Selain penarikan produk, pemerintah juga menyampaikan adanya langkah lanjutan berupa pencabutan izin dan proses hukum terhadap pihak yang diduga melakukan pelanggaran.
Polri juga dilibatkan dalam penanganan kasus tersebut. Dengan demikian, status masing-masing pihak yang terlibat tetap mengikuti proses pemeriksaan dan hukum yang sedang berjalan.
Bagi masyarakat, langkah paling aman adalah memeriksa merek dan kemasan beras sebelum membeli, terutama jika produk diklaim sebagai beras fortifikasi.
Jika menemukan produk yang masuk daftar 25 inisial tersebut, konsumen sebaiknya tidak langsung menyimpulkan bahwa seluruh produk dengan kemasan tertentu pasti palsu. Periksa informasi produk dan ikuti pengumuman resmi pemerintah mengenai mekanisme penarikan.
Konsumen juga dapat menyimpan kemasan, bukti pembelian, dan informasi batch atau nomor produksi apabila sudah telanjur membeli produk yang masuk daftar.
Hal ini penting karena daftar yang diumumkan pemerintah saat ini menggunakan inisial, sehingga konsumen sebaiknya tidak mencocokkan hanya berdasarkan kemiripan nama secara sembarangan.
Apa itu beras fortifikasi?
Beras fortifikasi berbeda dengan beras biasa karena mendapatkan tambahan zat gizi mikro tertentu melalui proses fortifikasi.
Dalam kasus yang sedang ditangani pemerintah, persoalannya bukan sekadar jenis atau kualitas beras secara fisik. Pemeriksaan juga berkaitan dengan kesesuaian kandungan gizi yang diklaim pada label dengan hasil pengujian laboratorium.
Karena itu, konsumen tidak bisa memastikan beras fortifikasi hanya berdasarkan warna, bentuk butiran, aroma, atau rasa setelah dimasak.
Klaim fortifikasi membutuhkan pemeriksaan kandungan secara laboratorium. Inilah sebabnya pemerintah melakukan pengujian terhadap sampel produk yang beredar.

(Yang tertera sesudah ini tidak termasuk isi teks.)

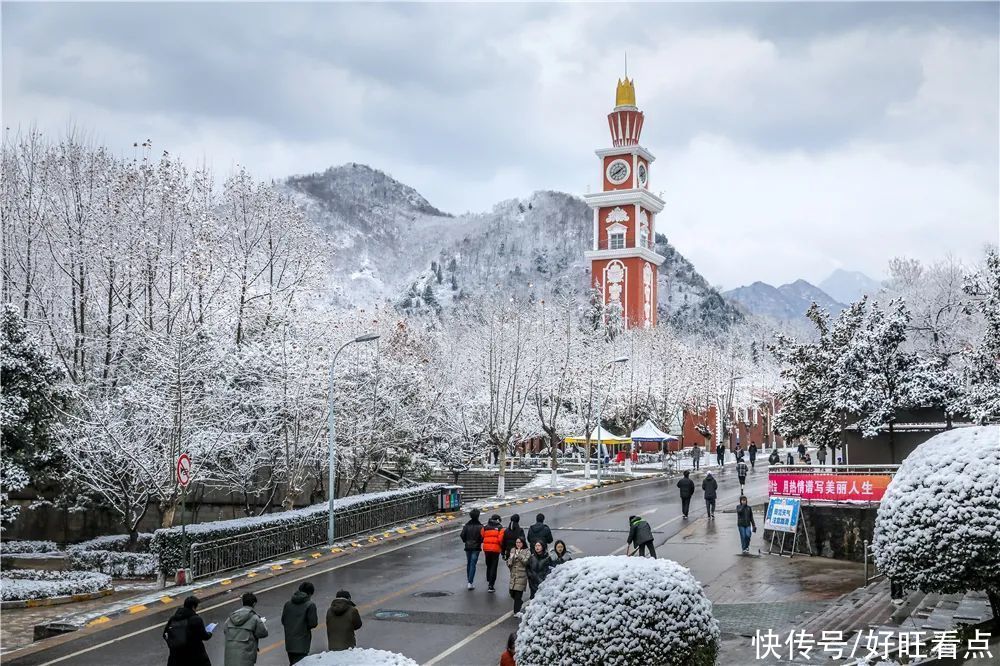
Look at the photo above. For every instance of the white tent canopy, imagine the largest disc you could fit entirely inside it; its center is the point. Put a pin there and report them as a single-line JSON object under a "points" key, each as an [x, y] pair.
{"points": [[648, 432]]}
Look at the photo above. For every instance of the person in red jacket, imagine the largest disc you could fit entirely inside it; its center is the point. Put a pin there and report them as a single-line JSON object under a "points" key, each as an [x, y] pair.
{"points": [[507, 658], [492, 546]]}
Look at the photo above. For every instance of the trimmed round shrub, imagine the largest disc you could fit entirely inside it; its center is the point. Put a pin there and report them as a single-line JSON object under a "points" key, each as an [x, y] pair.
{"points": [[938, 526], [21, 584], [618, 611], [358, 657]]}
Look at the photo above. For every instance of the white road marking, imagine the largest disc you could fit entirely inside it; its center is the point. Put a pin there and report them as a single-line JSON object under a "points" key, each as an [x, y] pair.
{"points": [[291, 581], [469, 639]]}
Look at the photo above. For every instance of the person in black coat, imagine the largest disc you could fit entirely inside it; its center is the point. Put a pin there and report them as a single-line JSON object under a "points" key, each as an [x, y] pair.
{"points": [[472, 537], [710, 486], [185, 635], [539, 566], [686, 486], [539, 532], [640, 535], [510, 535]]}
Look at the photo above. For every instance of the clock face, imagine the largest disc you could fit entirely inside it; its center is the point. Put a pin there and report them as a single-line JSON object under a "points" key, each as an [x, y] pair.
{"points": [[618, 171]]}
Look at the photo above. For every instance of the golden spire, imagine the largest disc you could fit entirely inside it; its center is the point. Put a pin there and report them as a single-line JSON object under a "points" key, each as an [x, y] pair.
{"points": [[625, 94]]}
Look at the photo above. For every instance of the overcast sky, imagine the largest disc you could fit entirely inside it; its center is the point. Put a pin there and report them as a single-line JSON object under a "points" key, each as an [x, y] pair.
{"points": [[791, 139]]}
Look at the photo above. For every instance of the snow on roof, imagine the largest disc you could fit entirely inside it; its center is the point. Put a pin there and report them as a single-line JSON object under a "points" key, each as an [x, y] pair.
{"points": [[358, 657], [649, 432]]}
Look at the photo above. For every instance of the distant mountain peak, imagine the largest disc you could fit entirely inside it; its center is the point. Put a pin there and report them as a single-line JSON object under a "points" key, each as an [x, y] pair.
{"points": [[849, 286]]}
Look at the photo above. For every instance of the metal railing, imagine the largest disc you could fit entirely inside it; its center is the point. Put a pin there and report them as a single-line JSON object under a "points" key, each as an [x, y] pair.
{"points": [[209, 557], [871, 567]]}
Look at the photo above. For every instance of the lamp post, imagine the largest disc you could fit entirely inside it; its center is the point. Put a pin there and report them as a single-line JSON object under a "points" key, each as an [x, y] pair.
{"points": [[331, 433], [600, 408]]}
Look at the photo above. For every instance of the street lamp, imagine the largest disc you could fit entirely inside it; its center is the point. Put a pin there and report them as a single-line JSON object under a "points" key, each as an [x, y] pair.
{"points": [[600, 408], [331, 432]]}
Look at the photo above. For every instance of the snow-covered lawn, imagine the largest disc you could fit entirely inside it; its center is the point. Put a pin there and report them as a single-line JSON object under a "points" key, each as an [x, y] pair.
{"points": [[618, 611], [358, 657], [20, 584]]}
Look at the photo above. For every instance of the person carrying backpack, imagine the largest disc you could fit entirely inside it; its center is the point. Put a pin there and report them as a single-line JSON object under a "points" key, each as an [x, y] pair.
{"points": [[472, 537], [185, 635], [710, 486], [686, 486], [244, 629], [298, 618], [539, 532], [640, 535], [492, 536]]}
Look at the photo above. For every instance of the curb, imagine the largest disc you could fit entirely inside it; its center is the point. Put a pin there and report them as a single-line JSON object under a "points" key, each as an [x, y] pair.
{"points": [[300, 561], [55, 601]]}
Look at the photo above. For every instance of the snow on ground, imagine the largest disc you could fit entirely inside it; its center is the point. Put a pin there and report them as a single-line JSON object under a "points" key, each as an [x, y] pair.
{"points": [[358, 657], [618, 611]]}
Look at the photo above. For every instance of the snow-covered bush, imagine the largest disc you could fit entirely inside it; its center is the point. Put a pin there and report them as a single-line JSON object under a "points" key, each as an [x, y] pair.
{"points": [[115, 542], [938, 526], [169, 544], [20, 584], [115, 564], [358, 657], [618, 611], [15, 547]]}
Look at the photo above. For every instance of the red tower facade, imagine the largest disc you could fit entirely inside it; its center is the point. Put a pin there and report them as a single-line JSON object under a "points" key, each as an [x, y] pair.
{"points": [[622, 261]]}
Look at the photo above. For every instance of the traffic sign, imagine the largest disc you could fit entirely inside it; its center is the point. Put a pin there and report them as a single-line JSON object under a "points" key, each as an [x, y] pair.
{"points": [[184, 470], [782, 514]]}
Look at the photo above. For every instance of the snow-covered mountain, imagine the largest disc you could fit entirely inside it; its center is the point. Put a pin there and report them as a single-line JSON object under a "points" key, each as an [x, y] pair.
{"points": [[788, 302], [849, 286], [389, 244]]}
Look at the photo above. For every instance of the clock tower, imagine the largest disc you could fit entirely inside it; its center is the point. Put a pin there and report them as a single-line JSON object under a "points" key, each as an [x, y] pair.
{"points": [[623, 264]]}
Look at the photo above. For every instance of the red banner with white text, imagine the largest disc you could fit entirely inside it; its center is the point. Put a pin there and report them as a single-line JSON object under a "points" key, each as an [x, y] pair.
{"points": [[830, 487]]}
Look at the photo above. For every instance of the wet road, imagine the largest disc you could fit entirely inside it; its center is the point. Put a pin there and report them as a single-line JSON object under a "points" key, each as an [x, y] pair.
{"points": [[412, 595]]}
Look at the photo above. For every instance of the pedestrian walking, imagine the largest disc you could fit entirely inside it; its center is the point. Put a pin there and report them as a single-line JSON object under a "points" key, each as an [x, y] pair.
{"points": [[492, 547], [186, 634], [686, 486], [539, 567], [342, 620], [507, 658], [745, 523], [298, 618], [472, 537], [640, 536], [244, 629], [510, 534], [710, 487], [539, 532], [517, 562], [559, 554]]}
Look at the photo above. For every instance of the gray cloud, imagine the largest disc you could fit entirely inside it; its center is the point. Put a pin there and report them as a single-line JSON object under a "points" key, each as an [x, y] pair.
{"points": [[474, 103]]}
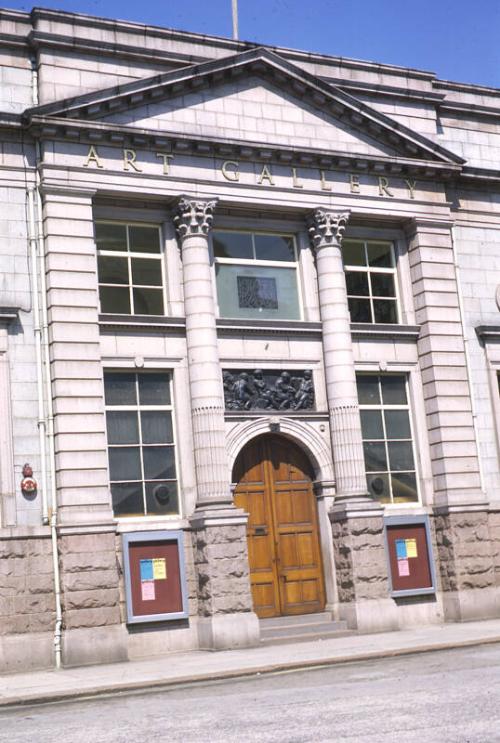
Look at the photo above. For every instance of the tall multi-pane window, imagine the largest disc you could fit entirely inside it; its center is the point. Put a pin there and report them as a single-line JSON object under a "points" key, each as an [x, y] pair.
{"points": [[370, 274], [387, 438], [141, 446], [130, 269], [256, 275]]}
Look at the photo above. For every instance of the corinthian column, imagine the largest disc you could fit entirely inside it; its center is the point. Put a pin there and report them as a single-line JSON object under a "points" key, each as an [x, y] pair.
{"points": [[225, 616], [193, 222], [326, 230]]}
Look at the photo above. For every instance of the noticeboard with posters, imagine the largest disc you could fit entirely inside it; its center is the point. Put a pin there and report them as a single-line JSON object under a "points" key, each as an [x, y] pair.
{"points": [[155, 579], [409, 555]]}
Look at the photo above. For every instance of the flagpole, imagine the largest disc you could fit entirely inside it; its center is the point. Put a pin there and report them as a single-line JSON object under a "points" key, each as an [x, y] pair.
{"points": [[235, 19]]}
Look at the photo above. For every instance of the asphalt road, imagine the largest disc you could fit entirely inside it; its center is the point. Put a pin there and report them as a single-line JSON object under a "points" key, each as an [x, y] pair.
{"points": [[450, 696]]}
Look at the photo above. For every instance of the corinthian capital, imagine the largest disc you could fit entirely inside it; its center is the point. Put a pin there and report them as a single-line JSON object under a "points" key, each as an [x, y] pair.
{"points": [[326, 228], [193, 217]]}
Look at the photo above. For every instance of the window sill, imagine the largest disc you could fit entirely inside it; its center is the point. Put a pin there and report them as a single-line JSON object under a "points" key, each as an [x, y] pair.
{"points": [[142, 323], [379, 331], [285, 327]]}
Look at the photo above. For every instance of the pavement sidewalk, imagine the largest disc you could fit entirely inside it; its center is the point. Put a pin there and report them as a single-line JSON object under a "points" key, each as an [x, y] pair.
{"points": [[198, 666]]}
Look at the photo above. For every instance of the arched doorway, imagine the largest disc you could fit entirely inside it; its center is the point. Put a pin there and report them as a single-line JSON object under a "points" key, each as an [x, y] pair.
{"points": [[274, 485]]}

Istilah “beras fortifikasi palsu” banyak digunakan dalam pemberitaan mengenai kasus ini. Namun, untuk konsumen, penting membedakan antara beras palsu dalam pengertian umum dengan produk yang dinyatakan tidak memenuhi syarat fortifikasi.
Pemerintah menyatakan 25 merek tersebut tidak memenuhi ketentuan berdasarkan hasil pemeriksaan. Proses hukum selanjutnya diperlukan untuk menentukan bentuk pelanggaran dan pihak yang bertanggung jawab.
Dengan demikian, konsumen sebaiknya menggunakan istilah beras fortifikasi yang diduga tidak sesuai ketentuan atau berstatus TMS ketika merujuk pada temuan tersebut.